Revenge: non violentate Jen

Prendiamo la milanese Matilda Lutz – vista, tra l’altro, in The ring 3 e nel mucciniano L’estate addosso – e, sotto la regia della debuttante parigina Coralie Fargeat, caliamola nei pochi panni della sexy e sfacciata Jen, invitata dal suo ricco amante Richard alias Kevin Janssens alla tradizionale battuta di caccia che organizza insieme a due amici nel deserto.

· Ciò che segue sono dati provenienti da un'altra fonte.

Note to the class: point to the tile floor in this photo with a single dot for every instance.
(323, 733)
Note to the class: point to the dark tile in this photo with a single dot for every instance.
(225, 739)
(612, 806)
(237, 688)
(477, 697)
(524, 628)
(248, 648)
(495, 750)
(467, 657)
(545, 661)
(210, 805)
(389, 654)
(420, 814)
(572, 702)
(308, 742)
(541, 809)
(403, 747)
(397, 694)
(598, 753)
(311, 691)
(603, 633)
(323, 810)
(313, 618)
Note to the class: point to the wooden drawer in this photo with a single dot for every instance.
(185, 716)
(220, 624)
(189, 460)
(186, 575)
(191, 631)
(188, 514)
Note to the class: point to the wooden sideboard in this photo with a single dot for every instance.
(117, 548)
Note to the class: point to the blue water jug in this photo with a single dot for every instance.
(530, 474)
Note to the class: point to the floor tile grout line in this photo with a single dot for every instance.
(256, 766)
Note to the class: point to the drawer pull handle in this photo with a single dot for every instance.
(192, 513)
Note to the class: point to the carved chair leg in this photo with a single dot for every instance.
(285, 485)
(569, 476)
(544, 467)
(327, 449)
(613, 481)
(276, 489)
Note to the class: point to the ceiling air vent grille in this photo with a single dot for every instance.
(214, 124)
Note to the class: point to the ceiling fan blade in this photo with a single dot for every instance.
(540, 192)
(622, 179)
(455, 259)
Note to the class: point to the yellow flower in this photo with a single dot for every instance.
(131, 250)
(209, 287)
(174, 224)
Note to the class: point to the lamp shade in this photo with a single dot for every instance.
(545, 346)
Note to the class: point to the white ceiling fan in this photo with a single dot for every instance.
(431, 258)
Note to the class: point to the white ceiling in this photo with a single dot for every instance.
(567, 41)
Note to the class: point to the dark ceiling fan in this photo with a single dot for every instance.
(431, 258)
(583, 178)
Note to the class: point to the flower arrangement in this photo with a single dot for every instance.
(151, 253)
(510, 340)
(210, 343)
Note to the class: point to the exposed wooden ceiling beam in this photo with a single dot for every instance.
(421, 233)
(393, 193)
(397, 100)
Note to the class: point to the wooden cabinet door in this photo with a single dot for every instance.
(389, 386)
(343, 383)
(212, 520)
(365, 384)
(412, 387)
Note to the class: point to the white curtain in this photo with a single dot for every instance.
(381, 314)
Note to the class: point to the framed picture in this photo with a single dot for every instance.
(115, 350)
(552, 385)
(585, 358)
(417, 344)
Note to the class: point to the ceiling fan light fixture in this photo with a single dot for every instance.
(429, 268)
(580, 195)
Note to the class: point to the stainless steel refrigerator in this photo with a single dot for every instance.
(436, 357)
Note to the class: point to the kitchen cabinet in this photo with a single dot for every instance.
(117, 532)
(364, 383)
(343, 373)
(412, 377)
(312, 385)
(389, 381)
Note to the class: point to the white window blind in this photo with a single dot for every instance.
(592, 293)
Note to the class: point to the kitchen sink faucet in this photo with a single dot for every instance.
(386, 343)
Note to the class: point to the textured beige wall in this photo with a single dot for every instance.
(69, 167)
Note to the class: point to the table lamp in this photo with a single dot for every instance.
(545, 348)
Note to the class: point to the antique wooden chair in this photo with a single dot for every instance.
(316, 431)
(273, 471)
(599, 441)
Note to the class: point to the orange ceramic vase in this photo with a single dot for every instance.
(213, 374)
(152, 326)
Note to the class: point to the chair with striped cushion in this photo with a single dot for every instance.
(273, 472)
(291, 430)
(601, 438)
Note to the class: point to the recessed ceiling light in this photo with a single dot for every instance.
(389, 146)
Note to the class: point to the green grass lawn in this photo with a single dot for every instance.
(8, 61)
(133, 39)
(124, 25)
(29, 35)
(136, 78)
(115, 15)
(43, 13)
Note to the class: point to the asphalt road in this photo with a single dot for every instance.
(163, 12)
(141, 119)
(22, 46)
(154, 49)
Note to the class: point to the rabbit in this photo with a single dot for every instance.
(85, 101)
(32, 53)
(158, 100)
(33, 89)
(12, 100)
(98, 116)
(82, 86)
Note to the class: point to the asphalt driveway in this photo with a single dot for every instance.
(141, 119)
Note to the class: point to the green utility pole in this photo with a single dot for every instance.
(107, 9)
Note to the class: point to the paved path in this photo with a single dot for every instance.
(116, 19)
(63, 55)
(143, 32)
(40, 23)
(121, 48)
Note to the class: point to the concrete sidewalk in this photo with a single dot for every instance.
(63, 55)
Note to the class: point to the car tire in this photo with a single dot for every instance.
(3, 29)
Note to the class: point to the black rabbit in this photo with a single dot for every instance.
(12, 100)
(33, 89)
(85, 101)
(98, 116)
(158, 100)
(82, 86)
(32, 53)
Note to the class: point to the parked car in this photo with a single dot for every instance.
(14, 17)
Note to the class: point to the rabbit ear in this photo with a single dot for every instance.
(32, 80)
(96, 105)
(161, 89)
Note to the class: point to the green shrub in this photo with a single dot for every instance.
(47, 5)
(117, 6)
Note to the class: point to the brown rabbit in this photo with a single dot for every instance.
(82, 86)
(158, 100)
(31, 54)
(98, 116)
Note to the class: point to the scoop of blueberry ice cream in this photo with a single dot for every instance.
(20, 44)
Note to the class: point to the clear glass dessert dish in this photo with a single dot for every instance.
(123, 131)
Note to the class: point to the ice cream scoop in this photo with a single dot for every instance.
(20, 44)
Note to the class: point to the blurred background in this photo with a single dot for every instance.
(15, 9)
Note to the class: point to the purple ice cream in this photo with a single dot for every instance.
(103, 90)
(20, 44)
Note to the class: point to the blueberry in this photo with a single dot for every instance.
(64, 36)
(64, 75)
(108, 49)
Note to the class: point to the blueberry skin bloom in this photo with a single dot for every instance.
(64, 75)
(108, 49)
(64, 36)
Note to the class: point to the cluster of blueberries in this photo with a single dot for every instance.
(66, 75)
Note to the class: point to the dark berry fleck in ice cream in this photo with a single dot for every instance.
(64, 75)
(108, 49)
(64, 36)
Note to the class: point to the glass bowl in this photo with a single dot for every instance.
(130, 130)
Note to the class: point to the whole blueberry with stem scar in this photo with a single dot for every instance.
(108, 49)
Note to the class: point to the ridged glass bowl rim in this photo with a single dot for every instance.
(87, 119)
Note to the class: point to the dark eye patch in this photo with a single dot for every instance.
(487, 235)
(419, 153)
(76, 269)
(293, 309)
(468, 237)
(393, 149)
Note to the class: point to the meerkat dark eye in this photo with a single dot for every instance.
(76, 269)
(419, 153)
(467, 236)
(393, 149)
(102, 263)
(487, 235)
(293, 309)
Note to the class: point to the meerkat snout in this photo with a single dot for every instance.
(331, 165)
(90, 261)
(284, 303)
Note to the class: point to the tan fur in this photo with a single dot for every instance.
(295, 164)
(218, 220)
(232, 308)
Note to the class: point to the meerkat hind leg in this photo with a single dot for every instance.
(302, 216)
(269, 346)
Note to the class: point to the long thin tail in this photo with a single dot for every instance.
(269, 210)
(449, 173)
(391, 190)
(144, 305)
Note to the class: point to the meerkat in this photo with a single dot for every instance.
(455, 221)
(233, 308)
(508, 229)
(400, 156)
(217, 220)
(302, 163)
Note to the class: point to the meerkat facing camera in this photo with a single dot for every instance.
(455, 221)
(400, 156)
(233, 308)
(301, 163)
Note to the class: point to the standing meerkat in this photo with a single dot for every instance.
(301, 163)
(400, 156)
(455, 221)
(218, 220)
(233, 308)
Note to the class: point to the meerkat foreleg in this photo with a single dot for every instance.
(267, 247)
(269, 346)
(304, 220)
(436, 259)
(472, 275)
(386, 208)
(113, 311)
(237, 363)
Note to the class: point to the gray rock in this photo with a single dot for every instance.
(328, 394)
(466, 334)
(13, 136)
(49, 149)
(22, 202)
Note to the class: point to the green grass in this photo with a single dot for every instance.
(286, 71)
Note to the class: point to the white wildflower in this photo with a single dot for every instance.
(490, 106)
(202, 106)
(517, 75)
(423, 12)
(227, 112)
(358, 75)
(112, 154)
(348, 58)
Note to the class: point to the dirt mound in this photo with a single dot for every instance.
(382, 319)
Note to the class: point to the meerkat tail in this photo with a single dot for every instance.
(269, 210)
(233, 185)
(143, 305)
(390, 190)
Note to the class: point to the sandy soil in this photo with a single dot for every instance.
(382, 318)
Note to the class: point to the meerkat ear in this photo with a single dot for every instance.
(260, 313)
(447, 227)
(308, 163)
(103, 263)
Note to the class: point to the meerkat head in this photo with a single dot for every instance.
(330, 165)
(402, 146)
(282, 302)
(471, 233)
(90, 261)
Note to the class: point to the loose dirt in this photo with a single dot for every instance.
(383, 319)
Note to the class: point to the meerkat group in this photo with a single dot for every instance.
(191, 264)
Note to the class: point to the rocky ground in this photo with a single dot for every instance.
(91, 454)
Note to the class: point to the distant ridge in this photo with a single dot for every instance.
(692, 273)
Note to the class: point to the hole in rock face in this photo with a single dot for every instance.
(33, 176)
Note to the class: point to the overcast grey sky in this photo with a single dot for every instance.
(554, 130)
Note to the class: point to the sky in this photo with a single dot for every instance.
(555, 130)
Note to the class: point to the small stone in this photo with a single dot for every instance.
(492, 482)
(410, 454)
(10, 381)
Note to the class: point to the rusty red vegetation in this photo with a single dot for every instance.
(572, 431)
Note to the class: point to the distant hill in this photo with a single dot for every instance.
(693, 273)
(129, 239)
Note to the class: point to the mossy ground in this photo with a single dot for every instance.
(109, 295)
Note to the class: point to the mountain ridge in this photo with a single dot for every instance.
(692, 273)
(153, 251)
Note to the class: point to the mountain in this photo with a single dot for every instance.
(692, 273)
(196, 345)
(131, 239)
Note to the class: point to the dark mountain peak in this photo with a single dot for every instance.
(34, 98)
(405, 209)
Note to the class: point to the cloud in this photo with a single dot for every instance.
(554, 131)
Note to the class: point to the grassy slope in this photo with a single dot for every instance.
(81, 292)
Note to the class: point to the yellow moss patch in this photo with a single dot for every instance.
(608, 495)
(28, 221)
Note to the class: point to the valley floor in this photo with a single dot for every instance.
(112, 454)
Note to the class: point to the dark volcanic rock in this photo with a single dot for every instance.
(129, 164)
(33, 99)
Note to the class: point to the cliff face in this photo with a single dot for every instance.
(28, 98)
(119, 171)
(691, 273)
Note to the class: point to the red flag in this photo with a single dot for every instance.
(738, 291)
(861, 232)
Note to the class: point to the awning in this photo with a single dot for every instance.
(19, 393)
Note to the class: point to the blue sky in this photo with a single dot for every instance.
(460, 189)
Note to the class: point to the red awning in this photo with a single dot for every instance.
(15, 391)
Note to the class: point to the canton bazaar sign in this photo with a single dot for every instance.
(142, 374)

Il deserto che, magnificamente illuminato dalla splendida fotografia di Robrecht Heyvaert, fa da arida e affascinante scenografia a Revenge, destinato a rivelarsi un puro esempio di stupro e vendetta in fotogrammi dal momento in cui la giovane protagonista, sessualmente abusata e creduta morta, non esita a trasformarsi nella cacciatrice dei suoi carnefici.

Esempio di stupro e vendetta in fotogrammi che, a differenza di autentici classici e cult del filone quali L’ultima casa a sinistra di Wes Craven e Non violentate Jennifer di Meir Zarchi, non intende puntare, però, alla fredda resa di realismo, bensì a concretizzare – complici i tutt’altro che credibili risvolti – uno spettacolo da schermo che sembra avvicinarsi, in un certo senso, a determinate vicende dei supereroi da fumetto.

Infatti, pur non possedendo alcun potere straordinario, Jen riesce a sopravvivere ad una trave di legno che le trafigge il torace, per poi passare alla violenta resa dei conti comprendente, tra l’altro, un occhio infilzato e un vetro che, conficcato sotto la pianta del piede, riesce a mettere a dura prova non solo gli spettatori maggiormente sensibili.

Resa dei conti che si consuma attraverso un ritmo lento ma coinvolgente, chiaramente volto a far apparire ancor più estenuante l’attesa nei confronti della progressiva eliminazione di cattivi; man mano che la oltre ora e quaranta di visione non solo gode di un sonoro che provvede a rafforzare la sensazione di disturbo trasmessa dalle immagini, ma sfodera un comparto visivo decisamente accattivante, a partire dalle formiche immortalate in dettaglio mentre scorrazzano sulla ferita aperta.

E ne è un’ulteriore conferma il lungo scontro finale in casa, con la steadycam che, opportunamente sfruttata nel generare tensione, testimonia la presenza dietro la macchina da presa di una cineasta che, almeno nel caso di Revenge, a quanto pare non incappa mai in banali soluzioni narrative.